Russia says it thwarted another Ukrainian attack on Crimea bridge
ODESA, Ukraine – The Russian military said Saturday that it had thwarted another attack on a critical bridge linking the occupied Crimean Peninsula to Russia that Kyiv has vowed to keep attacking until it is unusable.
The Russian Ministry of Defense said three Ukrainian “semi-submersible unmanned boats” targeting the Kerch Strait Bridge were destroyed in the Black Sea overnight. The first maritime drone was detected shortly before midnight and the other two launched about 10 minutes apart just after 2 a.m. local time, the ministry said in statements.
The claims could not be independently verified, and Ukraine’s military did not explicitly comment Saturday on whether its drones had targeted the bridge. But Ukrainian officials have said they consider the destruction of the vital 12-mile-long bridge a strategic priority, and Kyiv’s forces have repeatedly targeted it.
Last month, Russia’s Defense Ministry said it had shot down two Ukrainian missiles targeting the Kerch Strait Bridge. And in July, predawn explosions hit the bridge in what the Russian Defense Ministry claimed was a Ukrainian attack using maritime drones. While that strike inflicted far less damage than an explosives-laden truck that detonated along a key stretch of the bridge in October, it exposed the vulnerability of the bridge – and other Russian supply routes far from the front – as Ukraine wages a grueling counteroffensive in the country’s south and east. The head of Ukraine’s Security Services, Vasyl Malyuk, has confirmed that Kyiv was behind the October attack.
Britain’s Defense Ministry said Friday that Russia had deployed a “range” of measures – including smoke generators, air defense systems and an “underwater barrier of submerged ships” – to “minimize damage” from future attacks on the Kerch Strait Bridge.
“The bridge’s importance for both logistics and symbolism of Russian occupation mandates these extensive protection measures,” it said in an intelligence update.
Ukraine has been racing to expand its fleet of maritime drones to counter Russian naval dominance on the Black Sea. In October, it used naval drones to attack the Russian fleet at Sevastopol, a Crimean port, though it is not clear how much damage was done. Russia has also repeatedly accused Ukraine of launching aerial attack drones over occupied Crimea.

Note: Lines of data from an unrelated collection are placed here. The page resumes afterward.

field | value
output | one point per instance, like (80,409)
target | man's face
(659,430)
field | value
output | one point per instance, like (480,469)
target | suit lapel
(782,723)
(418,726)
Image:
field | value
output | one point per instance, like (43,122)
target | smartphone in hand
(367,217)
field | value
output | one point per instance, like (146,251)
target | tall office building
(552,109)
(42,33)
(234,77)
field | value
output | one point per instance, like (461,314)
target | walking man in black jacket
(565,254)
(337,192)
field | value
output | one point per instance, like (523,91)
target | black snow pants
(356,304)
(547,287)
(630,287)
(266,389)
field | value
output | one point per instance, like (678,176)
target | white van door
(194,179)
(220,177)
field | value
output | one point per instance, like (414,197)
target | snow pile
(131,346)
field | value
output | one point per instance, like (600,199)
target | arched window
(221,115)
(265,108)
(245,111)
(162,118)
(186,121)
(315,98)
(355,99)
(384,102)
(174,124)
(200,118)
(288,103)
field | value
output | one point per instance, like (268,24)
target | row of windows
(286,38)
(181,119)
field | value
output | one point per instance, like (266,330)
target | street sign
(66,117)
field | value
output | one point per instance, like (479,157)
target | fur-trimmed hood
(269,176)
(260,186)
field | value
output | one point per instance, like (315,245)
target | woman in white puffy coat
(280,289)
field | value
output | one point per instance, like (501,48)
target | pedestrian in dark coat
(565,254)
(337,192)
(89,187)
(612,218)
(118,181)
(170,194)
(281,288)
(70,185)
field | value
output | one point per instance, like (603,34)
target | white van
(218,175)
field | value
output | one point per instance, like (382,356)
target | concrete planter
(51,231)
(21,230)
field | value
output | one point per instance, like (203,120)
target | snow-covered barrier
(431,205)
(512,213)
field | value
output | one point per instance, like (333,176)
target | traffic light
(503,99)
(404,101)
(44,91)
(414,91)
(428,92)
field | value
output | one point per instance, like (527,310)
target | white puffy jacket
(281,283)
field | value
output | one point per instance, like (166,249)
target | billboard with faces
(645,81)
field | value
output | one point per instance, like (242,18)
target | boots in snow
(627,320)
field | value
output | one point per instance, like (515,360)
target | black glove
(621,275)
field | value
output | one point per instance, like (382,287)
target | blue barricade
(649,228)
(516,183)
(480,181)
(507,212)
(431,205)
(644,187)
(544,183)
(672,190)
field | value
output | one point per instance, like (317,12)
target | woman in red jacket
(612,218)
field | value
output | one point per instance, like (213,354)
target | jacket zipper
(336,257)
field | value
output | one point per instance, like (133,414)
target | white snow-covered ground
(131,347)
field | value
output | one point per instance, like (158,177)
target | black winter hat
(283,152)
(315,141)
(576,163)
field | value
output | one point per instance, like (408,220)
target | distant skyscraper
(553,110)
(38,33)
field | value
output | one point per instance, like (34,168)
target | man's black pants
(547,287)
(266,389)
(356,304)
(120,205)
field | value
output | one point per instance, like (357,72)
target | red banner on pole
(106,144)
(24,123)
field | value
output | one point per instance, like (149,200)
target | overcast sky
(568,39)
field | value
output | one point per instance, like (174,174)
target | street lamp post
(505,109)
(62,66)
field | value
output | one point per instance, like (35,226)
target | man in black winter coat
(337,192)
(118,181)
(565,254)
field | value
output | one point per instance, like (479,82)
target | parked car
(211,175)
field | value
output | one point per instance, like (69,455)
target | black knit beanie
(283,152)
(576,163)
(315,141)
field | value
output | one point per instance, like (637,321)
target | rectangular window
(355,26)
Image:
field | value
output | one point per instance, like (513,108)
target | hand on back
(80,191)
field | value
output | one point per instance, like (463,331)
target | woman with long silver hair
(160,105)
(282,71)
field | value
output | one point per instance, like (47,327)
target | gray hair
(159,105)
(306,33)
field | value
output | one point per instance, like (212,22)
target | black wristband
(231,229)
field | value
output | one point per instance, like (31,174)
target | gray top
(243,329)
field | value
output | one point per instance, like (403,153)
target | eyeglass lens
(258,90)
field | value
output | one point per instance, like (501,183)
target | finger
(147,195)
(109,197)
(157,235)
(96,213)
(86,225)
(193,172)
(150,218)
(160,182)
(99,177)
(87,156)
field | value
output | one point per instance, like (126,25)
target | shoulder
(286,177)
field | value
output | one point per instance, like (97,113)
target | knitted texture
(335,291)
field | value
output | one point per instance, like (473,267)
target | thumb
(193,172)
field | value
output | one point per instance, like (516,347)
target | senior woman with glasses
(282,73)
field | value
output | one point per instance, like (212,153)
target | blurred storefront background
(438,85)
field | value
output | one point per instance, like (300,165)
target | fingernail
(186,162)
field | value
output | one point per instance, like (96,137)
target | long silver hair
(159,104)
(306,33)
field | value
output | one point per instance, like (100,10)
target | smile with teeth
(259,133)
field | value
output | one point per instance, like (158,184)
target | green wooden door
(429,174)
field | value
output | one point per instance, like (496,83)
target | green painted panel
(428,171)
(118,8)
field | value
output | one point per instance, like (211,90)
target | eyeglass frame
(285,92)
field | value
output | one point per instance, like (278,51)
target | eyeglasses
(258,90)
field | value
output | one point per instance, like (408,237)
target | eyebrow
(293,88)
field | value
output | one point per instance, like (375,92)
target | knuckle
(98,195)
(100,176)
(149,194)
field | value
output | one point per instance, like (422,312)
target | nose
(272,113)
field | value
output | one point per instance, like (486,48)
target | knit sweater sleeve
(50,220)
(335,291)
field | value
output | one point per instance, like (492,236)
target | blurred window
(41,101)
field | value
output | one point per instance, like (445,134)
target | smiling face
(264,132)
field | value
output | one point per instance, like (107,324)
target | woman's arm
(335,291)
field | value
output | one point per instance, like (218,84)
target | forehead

At the same time, Ukraine in recent weeks has intensified its frequency of drone attacks in Russia. A wave of exploding drones was launched in six regions of Russia this past week, damaging four military cargo planes at an airfield, in an apparent sign that Ukraine was increasingly capable of striking back deep inside Moscow’s territory.
Top Ukrainian officials have said that the drone attacks inside Russia are bringing the war home to the Russian people. And U.S. officials have said the assaults are intended to demonstrate to the Ukrainian public that Kyiv can still strike back, even as its counteroffensive to reclaim Russian-occupied territory moves at a grinding pace.
Ukrainian forces this past week made “notable progress” in their counteroffensive, White House spokesperson John Kirby said at a news conference Friday. Kirby said the United States would not discuss Ukraine’s war plans but that Washington expected Ukrainian forces to continue to push farther south, which would require “tough fighting ahead.”
Ukraine’s military celebrated a tactical victory this past week when its forces retook the southern village of Robotyne. Days later, Ukrainian assault units moved east toward Verbove, where several Russian lines of defense converge.
On Friday, Andriy Kovalev, a spokesperson for the general staff of Ukraine’s armed forces, said Ukrainian troops had successfully pushed about 3 1/2 miles farther south of Robotyne toward Melitopol, a primary target of the counteroffensive.
Kirby, a spokesperson for the White House’s National Security Council, said that while the counteroffensive had been slower than Ukrainian commanders had hoped for, Kyiv’s military had made progress. And any criticism of Ukrainian strategy or operations by anonymous U.S. officials, he added, was not helpful.
Kirby’s comments came a day after Ukraine Foreign Minister Dmytro Kuleba made sharp comments deriding criticism of the counteroffensive as slow.
At a meeting of European Union foreign ministers in Spain on Thursday, Kuleba likened such assessments to “spitting into the face” of Ukrainian soldiers giving their all on the front line, Reuters reported.
“I would recommend all critics to shut up, come to Ukraine and try to liberate one square centimeter by themselves,” he said.